Ia bak kembali ke setelan pabrik. Nafsu berjudinya kembali. Uang banyak pun mulai dihambur-hamburkan di meja judi di era 1980-an. Kondisi itu mendukung karena Pemerintah DKI Jakarta peninggalan Gubernur Ali Sadikin era 1966-1977 melegalkan segala macam perjudian.

Ia pun tak lagi mengeluti judi ala kampung sebagaimana di Jambi macam ceki (koa). Bustaman justru terjebak dengan judi permainan domino dan biliar. Saban hari aktivitas berjudi dilakoninya. Aktivitas itu kerap dimulai kala jadwal restorannya tutup.

Ia pun tergolong penggila judi. Aktivitas itu dlakoninya bertahun-tahun. Namun, Bustamam beruntung. Ia tak sampai menggunakan dana pokok Restoran Sederhana. Belakangan Bustamam mulai menyadari kegiatan berjudi banyak mudarat, ketimbang manfaat.
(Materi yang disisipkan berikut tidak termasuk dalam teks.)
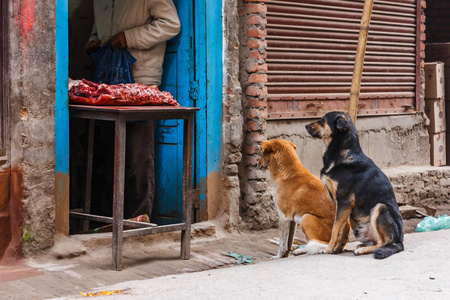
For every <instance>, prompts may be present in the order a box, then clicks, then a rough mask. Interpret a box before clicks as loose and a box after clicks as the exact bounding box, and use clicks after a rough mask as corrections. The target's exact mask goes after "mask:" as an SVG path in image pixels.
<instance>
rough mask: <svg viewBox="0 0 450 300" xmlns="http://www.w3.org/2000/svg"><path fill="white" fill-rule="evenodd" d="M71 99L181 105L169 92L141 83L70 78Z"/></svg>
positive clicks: (81, 102) (107, 103) (155, 104)
mask: <svg viewBox="0 0 450 300" xmlns="http://www.w3.org/2000/svg"><path fill="white" fill-rule="evenodd" d="M69 101H70V102H71V103H77V104H89V105H173V106H179V104H178V102H177V101H176V100H175V99H173V96H172V95H171V94H170V93H169V92H164V91H160V90H159V89H158V88H153V87H149V86H147V85H145V84H141V83H127V84H116V85H107V84H97V83H94V82H92V81H89V80H86V79H82V80H71V79H69Z"/></svg>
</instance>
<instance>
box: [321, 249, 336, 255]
mask: <svg viewBox="0 0 450 300" xmlns="http://www.w3.org/2000/svg"><path fill="white" fill-rule="evenodd" d="M332 253H333V250H332V249H329V248H325V249H320V251H319V252H318V254H332Z"/></svg>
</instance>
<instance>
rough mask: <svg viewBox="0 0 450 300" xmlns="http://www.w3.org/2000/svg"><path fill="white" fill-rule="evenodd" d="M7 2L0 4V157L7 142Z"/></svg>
mask: <svg viewBox="0 0 450 300" xmlns="http://www.w3.org/2000/svg"><path fill="white" fill-rule="evenodd" d="M8 6H9V1H2V3H1V4H0V43H1V45H0V88H1V91H0V98H1V102H0V106H1V107H0V156H5V155H6V153H7V151H6V147H7V141H8V136H9V132H8V128H9V126H8V124H9V95H8V91H9V88H8V87H9V85H8V84H7V83H8V80H7V79H8V78H9V76H8V62H9V58H8V55H9V51H8V47H9V27H8V24H9V23H8V22H9V17H8V11H9V8H8Z"/></svg>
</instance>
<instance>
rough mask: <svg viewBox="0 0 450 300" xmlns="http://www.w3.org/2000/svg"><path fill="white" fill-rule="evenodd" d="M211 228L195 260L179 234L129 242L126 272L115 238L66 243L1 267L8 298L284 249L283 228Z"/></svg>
mask: <svg viewBox="0 0 450 300" xmlns="http://www.w3.org/2000/svg"><path fill="white" fill-rule="evenodd" d="M436 209H437V212H436V216H437V215H443V214H450V205H444V206H440V207H436ZM422 219H423V218H411V219H408V220H404V232H405V233H406V234H408V233H413V232H414V229H415V227H416V225H417V224H418V223H419V222H420V221H421V220H422ZM208 224H209V225H208ZM208 224H206V225H202V224H195V225H194V228H195V227H197V230H196V232H195V234H194V237H193V239H192V244H191V258H190V259H189V260H181V259H180V234H179V233H171V234H164V235H151V236H145V237H137V238H128V239H125V242H124V246H123V262H124V269H123V270H122V271H116V270H113V269H112V267H111V236H110V234H109V235H108V234H97V235H95V236H94V235H76V236H71V237H70V238H65V239H62V240H61V241H59V242H58V245H56V246H55V247H53V249H51V250H50V251H48V252H46V253H43V254H42V255H40V256H38V257H35V258H33V259H27V260H26V261H24V262H21V264H19V265H18V266H9V267H0V274H2V276H0V282H1V286H2V293H3V296H4V297H5V298H4V299H48V298H53V297H64V296H70V295H80V292H87V291H91V290H93V289H95V288H98V287H101V286H108V285H113V284H117V283H120V282H124V281H131V280H144V279H150V278H156V277H161V276H165V275H173V274H181V273H192V272H199V271H205V270H210V269H217V268H224V267H230V266H235V265H236V259H235V258H233V257H230V256H226V255H223V254H224V253H229V252H232V251H235V252H236V253H238V254H244V255H248V256H251V257H252V258H253V263H252V264H258V263H260V262H264V261H269V260H270V258H271V257H272V256H274V255H275V254H276V253H277V250H278V245H276V244H274V243H273V241H274V240H276V239H277V238H278V229H277V228H273V229H270V230H264V231H247V230H245V231H238V230H233V231H227V230H223V229H221V227H220V226H218V225H215V224H214V223H208ZM296 237H297V239H298V240H299V241H300V242H306V240H305V239H304V236H303V234H302V233H301V232H300V231H297V235H296ZM352 241H355V239H354V237H353V235H351V237H350V241H349V242H352ZM3 296H2V297H3ZM2 297H0V298H2ZM2 299H3V298H2Z"/></svg>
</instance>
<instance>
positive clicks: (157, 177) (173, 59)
mask: <svg viewBox="0 0 450 300" xmlns="http://www.w3.org/2000/svg"><path fill="white" fill-rule="evenodd" d="M174 3H175V5H176V7H177V11H178V15H179V18H180V21H181V32H180V34H178V35H177V36H176V37H175V38H174V39H172V40H170V41H169V42H168V45H167V49H166V56H165V59H164V72H163V78H162V84H161V87H160V88H161V90H165V91H168V92H170V93H171V94H172V95H173V96H174V97H175V99H177V101H178V103H180V105H182V106H192V101H191V100H190V98H189V90H190V86H191V84H190V83H191V82H192V78H193V59H192V58H193V54H192V53H193V49H192V46H191V41H192V32H193V31H192V3H191V2H190V1H174ZM155 139H156V149H155V150H156V151H155V175H156V191H155V202H154V207H153V214H152V222H156V223H158V224H170V223H179V222H181V217H182V215H181V214H182V208H183V207H182V203H183V202H182V174H183V143H182V141H183V121H180V120H164V121H159V122H158V124H157V128H156V135H155Z"/></svg>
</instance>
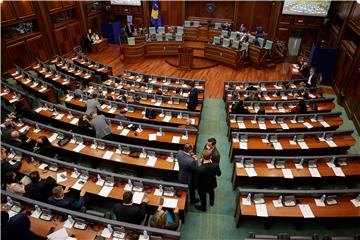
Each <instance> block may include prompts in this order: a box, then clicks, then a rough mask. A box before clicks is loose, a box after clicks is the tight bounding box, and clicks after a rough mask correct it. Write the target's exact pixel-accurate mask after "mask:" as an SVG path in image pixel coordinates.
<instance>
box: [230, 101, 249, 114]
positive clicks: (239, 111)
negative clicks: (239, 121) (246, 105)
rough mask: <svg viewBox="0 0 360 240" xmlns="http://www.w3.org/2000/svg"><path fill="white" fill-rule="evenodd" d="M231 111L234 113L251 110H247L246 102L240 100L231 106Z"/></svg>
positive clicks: (242, 111)
mask: <svg viewBox="0 0 360 240" xmlns="http://www.w3.org/2000/svg"><path fill="white" fill-rule="evenodd" d="M231 113H232V114H249V113H250V112H249V110H247V109H246V108H245V107H244V102H243V101H241V100H240V101H238V102H237V103H236V104H235V105H233V106H232V107H231Z"/></svg>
Bustamam membayangkan andai ia tak terjebak judi, maka usaha Restoran Sederhana sudah maju pesat sejak 1980-an – sekalipun ia mampu sukses setelah tobat judi. Ia mencoba berubah demi keluarga dan tumbuh kembang usahanya. Alhasil, kegiatan berjudi perlahan-lahan ditinggalkan.

Usaha Restoran Sederhana Bustamam berkembang pesat dan memiliki hingga 100 cabang. (Wikimedia Commons)

Keberaniannya meninggalkan laku hidup penjudi bawa berkah. Usaha Restoran Sederhana berkembang pesat. Bahkan, kini jaringan Restoran Sederhana mampu menyentuh 100 cabang. Andai kata Bustamam masih bergelut dengan judi, tentu ia takkan mampu berkembang lebih lebih lagi. Paling banter usahanya dijual kepada pengusaha lainnya. Itupun untuk modal judi.  

“Selama beberapa tahun saya asyik dengan hobi buruk tersebut. Saya katakan hobi buruk, karena hampir semua orang penjudi adalah pembohong. Termasuk bohong kepada keluarga. Bila terlamat pulang, dan kebetulan kalah pula, kalau ditanya istri sudah tentu saja jawabnya berbohong.”

“Yang paling parah adalah berbohong pada diri sendiri. Demi menjaga gengsi kepada kawan, walaupun kalah tetap mengaku menang, atau mengaku hanya kalah sedikit, padahal banyak,” ungkap Bustaman dikutip Hasril Chaniago dalam buku Haji Bustamam: Pendiri Restoran Sederhana (2019).